Specific therapy in infectious diseases is not as common as I would like given the vagaries of growing the infecting organisms and the degree to which one wants to maximize diagnostic certainty. I could probably get the etiology of every pneumonia admitted to the hospital with an open lung biopsy, but it would hardly be worth the resultant morbidity and mortality.
Most of the time the patient is ill enough to be admitted to the hospital and, after appropriate studies and cultures are done, empiric therapy is started. That is often not an unreasonable course of action. These days you have to be ill to get admitted and it is the rare patient who comes into the hospital who can wait for cultures to be positive before beginning antibiotics. I cannot emphasize enough how ill patients are when they are admitted to the hospital, and how unclear the proper diagnosis can be at the beginning of a hospitalization. After a day or two all the diagnostic information has returned and the, with the 20:20 vision of hindsight, the correct diagnosis may become clear and as a result the proper course of therapy is clarified.

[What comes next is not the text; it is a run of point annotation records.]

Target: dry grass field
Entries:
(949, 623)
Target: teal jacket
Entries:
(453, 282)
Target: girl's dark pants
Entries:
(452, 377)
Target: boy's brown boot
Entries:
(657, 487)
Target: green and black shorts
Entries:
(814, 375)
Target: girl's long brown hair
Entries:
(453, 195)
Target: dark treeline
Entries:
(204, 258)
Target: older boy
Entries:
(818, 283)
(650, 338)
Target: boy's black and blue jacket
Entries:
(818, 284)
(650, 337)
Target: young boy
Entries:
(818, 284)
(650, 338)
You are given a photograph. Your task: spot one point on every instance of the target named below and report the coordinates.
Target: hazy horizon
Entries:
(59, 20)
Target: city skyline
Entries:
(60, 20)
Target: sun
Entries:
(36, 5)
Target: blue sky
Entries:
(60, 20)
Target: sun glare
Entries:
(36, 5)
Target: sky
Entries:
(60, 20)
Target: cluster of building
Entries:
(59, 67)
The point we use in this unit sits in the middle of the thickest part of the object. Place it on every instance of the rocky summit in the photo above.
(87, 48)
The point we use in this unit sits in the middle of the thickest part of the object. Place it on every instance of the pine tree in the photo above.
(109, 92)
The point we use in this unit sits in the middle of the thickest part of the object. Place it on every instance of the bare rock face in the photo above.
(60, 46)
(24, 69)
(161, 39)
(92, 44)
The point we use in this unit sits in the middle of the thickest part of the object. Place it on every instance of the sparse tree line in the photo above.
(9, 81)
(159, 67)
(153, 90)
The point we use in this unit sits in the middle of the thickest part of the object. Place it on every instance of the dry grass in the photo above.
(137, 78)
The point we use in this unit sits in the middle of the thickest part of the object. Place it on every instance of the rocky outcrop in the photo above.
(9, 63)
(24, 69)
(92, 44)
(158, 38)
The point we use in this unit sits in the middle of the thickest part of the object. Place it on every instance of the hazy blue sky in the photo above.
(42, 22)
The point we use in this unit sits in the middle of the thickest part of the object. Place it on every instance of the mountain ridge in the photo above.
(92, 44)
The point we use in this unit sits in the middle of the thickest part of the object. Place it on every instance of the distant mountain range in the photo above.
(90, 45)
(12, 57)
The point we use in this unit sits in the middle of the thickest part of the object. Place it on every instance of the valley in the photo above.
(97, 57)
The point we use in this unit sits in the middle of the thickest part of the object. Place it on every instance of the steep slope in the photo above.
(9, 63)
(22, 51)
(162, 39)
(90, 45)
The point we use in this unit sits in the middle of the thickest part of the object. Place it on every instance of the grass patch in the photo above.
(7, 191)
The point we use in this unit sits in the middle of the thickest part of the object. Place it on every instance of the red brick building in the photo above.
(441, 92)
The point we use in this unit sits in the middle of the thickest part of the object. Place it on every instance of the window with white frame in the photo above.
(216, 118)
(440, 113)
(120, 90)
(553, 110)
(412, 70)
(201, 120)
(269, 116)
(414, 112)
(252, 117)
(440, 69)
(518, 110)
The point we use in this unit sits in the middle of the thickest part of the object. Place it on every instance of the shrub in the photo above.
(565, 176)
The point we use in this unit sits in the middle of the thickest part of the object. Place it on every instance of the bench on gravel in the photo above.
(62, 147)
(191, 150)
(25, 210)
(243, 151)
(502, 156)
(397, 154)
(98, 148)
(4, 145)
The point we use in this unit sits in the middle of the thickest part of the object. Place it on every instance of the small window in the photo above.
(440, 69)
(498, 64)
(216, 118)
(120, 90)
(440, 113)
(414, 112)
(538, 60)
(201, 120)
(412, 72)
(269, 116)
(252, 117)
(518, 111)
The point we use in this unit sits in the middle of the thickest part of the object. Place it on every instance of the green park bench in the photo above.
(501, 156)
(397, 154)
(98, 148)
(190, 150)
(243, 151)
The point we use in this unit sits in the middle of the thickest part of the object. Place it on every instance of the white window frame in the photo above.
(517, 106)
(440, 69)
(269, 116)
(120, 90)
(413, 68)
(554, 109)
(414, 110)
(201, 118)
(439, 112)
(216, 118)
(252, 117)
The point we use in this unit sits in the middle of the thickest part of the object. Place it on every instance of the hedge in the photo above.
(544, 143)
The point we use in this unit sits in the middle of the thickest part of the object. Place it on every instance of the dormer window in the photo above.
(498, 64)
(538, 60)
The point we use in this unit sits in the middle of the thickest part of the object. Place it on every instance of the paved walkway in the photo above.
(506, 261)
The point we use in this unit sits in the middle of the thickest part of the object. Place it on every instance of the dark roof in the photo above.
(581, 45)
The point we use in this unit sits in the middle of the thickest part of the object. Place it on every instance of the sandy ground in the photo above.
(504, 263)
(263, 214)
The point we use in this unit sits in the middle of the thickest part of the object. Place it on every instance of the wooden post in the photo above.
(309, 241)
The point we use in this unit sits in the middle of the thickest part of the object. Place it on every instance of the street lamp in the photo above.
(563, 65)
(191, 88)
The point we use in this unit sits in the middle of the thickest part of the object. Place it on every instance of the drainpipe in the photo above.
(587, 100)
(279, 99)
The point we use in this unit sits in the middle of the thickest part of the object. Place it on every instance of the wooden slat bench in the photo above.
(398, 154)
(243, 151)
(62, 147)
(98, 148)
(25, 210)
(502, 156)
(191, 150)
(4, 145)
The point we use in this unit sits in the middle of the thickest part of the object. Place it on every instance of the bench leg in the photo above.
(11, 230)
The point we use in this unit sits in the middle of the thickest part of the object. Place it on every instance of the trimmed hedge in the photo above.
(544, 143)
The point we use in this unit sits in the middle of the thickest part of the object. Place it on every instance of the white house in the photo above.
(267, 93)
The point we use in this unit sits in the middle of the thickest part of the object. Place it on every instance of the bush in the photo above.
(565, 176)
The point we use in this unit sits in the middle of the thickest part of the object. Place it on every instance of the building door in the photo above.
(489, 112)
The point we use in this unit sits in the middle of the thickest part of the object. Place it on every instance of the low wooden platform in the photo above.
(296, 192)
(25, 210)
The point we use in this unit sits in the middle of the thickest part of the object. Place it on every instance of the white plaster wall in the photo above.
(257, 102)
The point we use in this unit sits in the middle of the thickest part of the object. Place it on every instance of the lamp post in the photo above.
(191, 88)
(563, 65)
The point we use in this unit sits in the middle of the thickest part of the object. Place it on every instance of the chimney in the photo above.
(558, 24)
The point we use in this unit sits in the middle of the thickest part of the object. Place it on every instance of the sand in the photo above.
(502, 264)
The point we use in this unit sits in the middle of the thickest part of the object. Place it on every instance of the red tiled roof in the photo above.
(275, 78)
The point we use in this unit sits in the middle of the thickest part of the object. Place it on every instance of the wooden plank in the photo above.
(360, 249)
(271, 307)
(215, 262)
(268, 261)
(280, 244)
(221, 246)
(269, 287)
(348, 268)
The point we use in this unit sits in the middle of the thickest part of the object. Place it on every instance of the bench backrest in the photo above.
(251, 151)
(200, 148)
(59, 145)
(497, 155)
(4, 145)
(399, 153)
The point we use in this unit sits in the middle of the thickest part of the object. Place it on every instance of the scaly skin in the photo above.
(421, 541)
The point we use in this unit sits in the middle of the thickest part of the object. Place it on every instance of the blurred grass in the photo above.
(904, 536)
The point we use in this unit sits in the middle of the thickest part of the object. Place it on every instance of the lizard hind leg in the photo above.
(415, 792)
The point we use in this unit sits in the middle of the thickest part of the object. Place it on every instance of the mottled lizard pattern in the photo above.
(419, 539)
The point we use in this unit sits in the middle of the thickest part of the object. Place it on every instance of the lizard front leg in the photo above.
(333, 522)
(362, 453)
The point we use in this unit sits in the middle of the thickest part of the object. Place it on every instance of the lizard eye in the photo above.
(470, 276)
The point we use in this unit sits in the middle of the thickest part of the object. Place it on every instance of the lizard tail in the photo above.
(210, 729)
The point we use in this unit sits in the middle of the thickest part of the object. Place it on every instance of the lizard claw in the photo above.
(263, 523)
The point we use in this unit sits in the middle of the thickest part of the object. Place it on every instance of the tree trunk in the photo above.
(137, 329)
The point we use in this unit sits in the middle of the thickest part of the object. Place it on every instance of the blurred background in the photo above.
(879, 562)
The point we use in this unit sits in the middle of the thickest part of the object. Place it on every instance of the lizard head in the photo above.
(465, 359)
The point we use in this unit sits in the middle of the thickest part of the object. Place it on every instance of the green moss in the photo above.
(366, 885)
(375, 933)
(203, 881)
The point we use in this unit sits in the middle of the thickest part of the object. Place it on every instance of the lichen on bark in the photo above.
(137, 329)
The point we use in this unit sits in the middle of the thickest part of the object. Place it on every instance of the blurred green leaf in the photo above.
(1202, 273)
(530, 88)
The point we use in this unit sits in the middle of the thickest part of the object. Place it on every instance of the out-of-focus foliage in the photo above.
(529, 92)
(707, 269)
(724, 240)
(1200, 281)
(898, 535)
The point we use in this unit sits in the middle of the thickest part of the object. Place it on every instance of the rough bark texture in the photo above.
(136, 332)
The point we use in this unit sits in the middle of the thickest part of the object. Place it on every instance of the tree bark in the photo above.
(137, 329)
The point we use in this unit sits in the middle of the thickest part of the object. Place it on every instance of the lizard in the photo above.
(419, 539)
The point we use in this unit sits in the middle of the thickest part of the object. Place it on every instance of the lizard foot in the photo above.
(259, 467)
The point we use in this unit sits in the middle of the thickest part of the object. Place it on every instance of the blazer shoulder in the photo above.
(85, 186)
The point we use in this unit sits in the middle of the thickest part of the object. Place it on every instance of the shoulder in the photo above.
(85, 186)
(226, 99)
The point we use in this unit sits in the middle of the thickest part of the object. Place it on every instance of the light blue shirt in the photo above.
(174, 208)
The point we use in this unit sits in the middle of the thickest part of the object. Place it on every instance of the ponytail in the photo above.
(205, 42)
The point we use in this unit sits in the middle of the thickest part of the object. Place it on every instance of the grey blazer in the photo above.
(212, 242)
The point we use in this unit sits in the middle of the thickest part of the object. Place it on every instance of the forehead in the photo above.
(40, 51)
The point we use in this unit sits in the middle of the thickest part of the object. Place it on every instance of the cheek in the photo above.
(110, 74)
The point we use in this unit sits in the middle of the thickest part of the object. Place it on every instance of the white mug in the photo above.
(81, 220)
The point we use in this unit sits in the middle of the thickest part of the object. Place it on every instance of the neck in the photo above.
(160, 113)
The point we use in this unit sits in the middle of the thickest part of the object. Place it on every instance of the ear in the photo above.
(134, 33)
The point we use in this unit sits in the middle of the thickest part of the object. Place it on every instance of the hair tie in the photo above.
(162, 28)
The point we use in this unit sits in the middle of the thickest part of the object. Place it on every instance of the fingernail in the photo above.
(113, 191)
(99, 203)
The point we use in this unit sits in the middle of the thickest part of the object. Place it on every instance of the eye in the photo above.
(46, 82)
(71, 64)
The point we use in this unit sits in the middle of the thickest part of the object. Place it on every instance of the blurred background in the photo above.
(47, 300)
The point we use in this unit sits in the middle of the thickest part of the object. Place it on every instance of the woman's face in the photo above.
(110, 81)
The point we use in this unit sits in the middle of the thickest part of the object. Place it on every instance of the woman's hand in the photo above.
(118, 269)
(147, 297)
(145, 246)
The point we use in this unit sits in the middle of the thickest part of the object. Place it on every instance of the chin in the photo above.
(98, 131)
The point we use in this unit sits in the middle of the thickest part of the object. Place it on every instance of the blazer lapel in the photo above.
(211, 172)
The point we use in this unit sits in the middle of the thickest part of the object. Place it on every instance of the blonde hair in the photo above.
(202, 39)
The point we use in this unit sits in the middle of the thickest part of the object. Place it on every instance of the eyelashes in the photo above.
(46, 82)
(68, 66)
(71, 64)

Since cultures are often negative, the empiric course of therapy may morphs into a therapeutic trial.
After setting the therapeutic framework in place, OOSE proceeds, with case reports, to describe fallacies in antibiotic therapy that lead to the wrong therapeutic interventions. There is, in medicine, a long tradition of using cases as illustrative of problems, but not as anecdotal evidence for the proof of a hypothesis. We all remember concepts when they are applied to specific patients and specific cases.